UK backs Poland in conflict on Polish-Belarusian border, declares British foreign minister

Foreign Secretary Liz Truss speaks at the Conservative Party Conference in Manchester, England, Sunday, Oct. 3, 2021. (AP Photo/Jon Super)
By Grzegorz Adamczyk
2 Min Read

In an article for the Sunday Telegraph, British Foreign Secretary Liz Truss declared staunch support for Poland and other allies affected by the migration crisis manufactured by the Belarusian regime.

The situation on the Polish-Belarusian border has become severe following a strong rise in the number of migrants currently present on the Belarusian side.

“The United Kingdom will not look away. We will stand with our allies like Poland in the region who are on the frontier of freedom,” she wrote.

Truss emphasized that while the nations of Eastern Europe became free following the fall of the Iron Curtain, their freedom is being threatened by authoritarian regimes.
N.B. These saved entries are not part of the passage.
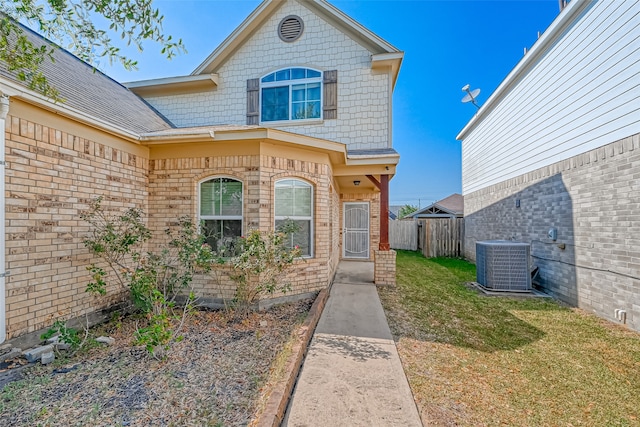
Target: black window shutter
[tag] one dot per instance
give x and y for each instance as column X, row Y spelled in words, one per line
column 330, row 88
column 253, row 101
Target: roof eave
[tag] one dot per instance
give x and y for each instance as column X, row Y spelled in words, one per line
column 390, row 61
column 555, row 30
column 173, row 84
column 238, row 36
column 14, row 90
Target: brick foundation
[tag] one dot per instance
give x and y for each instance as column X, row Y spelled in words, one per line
column 384, row 268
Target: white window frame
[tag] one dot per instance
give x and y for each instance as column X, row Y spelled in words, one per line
column 221, row 217
column 290, row 83
column 311, row 218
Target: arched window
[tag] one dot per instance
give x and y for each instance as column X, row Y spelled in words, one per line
column 294, row 202
column 291, row 94
column 221, row 212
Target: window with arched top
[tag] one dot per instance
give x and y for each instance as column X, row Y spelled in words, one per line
column 294, row 206
column 291, row 94
column 221, row 212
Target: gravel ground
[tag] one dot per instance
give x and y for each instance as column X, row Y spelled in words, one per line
column 214, row 377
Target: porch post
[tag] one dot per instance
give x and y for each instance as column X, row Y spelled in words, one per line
column 384, row 213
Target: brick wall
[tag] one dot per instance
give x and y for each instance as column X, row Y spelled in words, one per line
column 51, row 177
column 384, row 270
column 173, row 192
column 592, row 199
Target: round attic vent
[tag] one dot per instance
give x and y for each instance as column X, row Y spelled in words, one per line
column 290, row 28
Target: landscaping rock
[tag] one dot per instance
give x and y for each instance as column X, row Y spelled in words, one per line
column 53, row 339
column 62, row 346
column 35, row 354
column 11, row 354
column 47, row 357
column 106, row 340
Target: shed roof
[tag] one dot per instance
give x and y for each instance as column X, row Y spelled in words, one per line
column 452, row 205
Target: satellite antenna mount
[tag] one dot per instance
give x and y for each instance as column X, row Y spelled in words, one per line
column 470, row 96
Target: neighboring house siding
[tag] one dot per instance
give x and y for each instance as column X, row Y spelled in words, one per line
column 52, row 175
column 592, row 200
column 364, row 103
column 581, row 94
column 173, row 192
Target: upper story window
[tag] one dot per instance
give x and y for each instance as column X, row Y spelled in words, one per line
column 221, row 213
column 291, row 94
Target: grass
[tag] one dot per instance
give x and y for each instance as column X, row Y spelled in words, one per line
column 475, row 360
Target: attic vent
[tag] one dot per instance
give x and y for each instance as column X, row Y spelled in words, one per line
column 290, row 28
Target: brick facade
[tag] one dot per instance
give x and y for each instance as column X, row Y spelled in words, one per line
column 173, row 192
column 384, row 268
column 51, row 177
column 592, row 200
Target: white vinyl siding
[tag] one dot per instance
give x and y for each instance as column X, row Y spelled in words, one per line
column 584, row 92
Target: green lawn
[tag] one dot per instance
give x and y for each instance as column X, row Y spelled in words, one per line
column 475, row 360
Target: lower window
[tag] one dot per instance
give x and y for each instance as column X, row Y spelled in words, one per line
column 294, row 207
column 221, row 213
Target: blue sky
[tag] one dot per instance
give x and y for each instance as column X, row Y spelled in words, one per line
column 447, row 44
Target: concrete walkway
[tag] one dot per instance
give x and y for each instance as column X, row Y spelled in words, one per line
column 352, row 374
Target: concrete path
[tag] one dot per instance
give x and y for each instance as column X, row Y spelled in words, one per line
column 352, row 374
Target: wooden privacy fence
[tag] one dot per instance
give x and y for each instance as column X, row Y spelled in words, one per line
column 435, row 237
column 403, row 235
column 442, row 237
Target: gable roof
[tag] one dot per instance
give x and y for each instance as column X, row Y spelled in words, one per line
column 451, row 205
column 88, row 91
column 383, row 53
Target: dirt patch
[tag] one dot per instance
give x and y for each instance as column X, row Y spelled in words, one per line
column 213, row 377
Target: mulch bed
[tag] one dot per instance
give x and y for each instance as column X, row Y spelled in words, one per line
column 214, row 377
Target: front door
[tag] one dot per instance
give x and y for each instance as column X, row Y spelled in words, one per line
column 355, row 233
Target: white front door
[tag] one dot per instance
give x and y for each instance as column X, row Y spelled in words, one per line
column 355, row 233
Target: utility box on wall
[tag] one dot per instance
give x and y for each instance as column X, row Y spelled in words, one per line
column 503, row 265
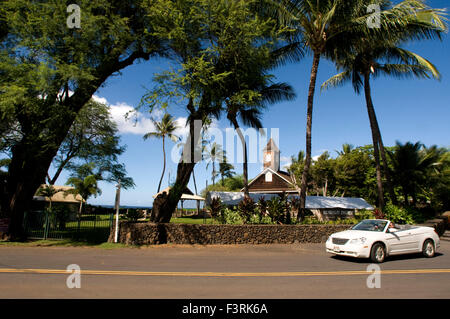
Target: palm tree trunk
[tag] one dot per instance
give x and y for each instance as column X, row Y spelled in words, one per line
column 195, row 184
column 373, row 126
column 312, row 88
column 245, row 164
column 214, row 173
column 164, row 165
column 387, row 175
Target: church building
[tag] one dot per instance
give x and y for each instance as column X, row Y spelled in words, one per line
column 271, row 180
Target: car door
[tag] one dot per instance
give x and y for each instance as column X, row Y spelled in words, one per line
column 400, row 241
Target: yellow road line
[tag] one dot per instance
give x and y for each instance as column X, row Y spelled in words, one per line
column 225, row 274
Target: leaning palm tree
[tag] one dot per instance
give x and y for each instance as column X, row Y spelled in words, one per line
column 212, row 155
column 328, row 27
column 166, row 127
column 48, row 191
column 380, row 54
column 85, row 186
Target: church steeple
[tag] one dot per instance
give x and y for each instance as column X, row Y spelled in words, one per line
column 271, row 156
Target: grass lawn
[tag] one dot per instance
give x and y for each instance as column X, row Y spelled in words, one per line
column 193, row 220
column 62, row 243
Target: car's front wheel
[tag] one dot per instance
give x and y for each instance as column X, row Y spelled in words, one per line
column 428, row 248
column 378, row 253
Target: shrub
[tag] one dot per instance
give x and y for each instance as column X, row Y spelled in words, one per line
column 254, row 219
column 276, row 209
column 262, row 206
column 215, row 207
column 398, row 214
column 246, row 208
column 266, row 220
column 364, row 214
column 231, row 217
column 133, row 214
column 378, row 214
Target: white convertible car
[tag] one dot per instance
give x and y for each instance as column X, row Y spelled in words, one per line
column 378, row 238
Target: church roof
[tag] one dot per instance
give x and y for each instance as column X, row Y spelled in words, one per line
column 312, row 202
column 271, row 146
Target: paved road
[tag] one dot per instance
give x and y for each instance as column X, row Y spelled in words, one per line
column 245, row 271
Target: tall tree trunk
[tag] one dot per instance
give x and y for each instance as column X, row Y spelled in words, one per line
column 195, row 184
column 164, row 165
column 245, row 164
column 385, row 167
column 27, row 171
column 214, row 173
column 32, row 156
column 164, row 205
column 373, row 126
column 309, row 112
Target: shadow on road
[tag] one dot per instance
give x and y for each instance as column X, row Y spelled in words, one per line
column 388, row 259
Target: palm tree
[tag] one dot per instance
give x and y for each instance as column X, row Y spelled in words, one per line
column 346, row 149
column 211, row 155
column 377, row 55
column 166, row 127
column 83, row 186
column 327, row 27
column 48, row 191
column 225, row 169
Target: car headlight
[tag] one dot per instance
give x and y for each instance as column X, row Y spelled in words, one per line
column 360, row 241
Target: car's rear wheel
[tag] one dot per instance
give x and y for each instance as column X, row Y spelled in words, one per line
column 378, row 253
column 428, row 248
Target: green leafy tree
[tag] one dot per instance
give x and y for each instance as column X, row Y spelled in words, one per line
column 164, row 128
column 52, row 71
column 225, row 170
column 83, row 185
column 216, row 31
column 326, row 28
column 212, row 155
column 92, row 138
column 411, row 167
column 48, row 191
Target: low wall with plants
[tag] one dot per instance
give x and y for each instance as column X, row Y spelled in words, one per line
column 144, row 233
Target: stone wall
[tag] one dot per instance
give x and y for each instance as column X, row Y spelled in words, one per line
column 149, row 234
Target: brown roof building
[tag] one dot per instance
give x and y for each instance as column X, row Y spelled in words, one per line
column 271, row 179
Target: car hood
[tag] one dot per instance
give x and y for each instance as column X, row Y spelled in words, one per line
column 352, row 234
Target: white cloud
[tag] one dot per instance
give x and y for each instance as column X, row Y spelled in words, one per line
column 130, row 121
column 285, row 162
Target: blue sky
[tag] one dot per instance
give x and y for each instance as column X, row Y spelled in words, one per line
column 408, row 110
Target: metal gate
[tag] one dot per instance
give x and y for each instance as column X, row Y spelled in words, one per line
column 57, row 225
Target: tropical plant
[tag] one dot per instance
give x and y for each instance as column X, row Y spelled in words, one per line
column 277, row 209
column 379, row 54
column 48, row 76
column 411, row 167
column 246, row 208
column 164, row 128
column 231, row 217
column 48, row 191
column 211, row 155
column 328, row 28
column 397, row 214
column 133, row 214
column 83, row 185
column 225, row 170
column 215, row 207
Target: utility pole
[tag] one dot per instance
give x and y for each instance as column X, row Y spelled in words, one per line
column 117, row 205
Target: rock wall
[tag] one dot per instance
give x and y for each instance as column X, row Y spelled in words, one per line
column 151, row 234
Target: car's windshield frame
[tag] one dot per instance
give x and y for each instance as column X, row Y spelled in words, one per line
column 382, row 224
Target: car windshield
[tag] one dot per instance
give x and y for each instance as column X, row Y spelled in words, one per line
column 370, row 225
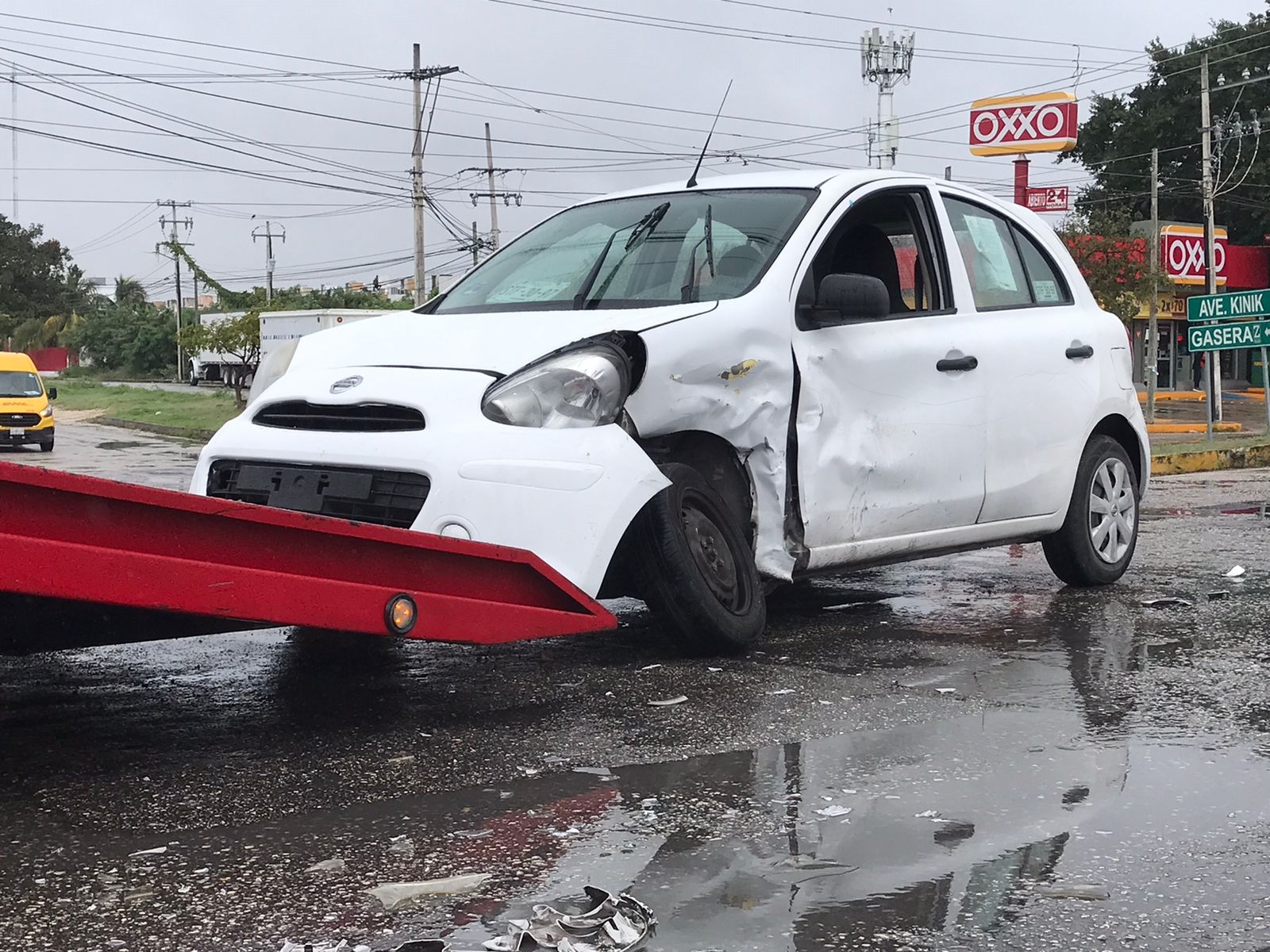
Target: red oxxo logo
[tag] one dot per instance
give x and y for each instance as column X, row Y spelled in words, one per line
column 1045, row 122
column 1181, row 247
She warned that the escalation of the conflict on the border with Poland by Belarusian President Alexander Lukashenko was the next step aimed at undermining the region’s security.

“He is using desperate migrants as pawns in his bid to create instability and cling to power, regardless of the human cost,” she emphasized.

The foreign secretary emphasized that the United Kingdom was the first European country to send military aid to Poland. A small team of the British Armed Forces was deployed to Poland as tensions on the Polish-Belarusian border began rising, with the British Ministry of Defense announcing that the team was deployed to provide engineering support.

Truss called also on Russian President Vladimir Putin to intervene in the migration crisis fueled by Belarus. She believed that Russia has a “clear responsibility” to end the migrant stand-off by “pressuring Belarusian authorities to end the crisis and enter dialogue.”

The British foreign minister also emphasized, that the UK stood not only with Poland, which bore the burden of the manufactured migration crisis, but with the entire Visegrád Four, the Baltic States and Ukraine.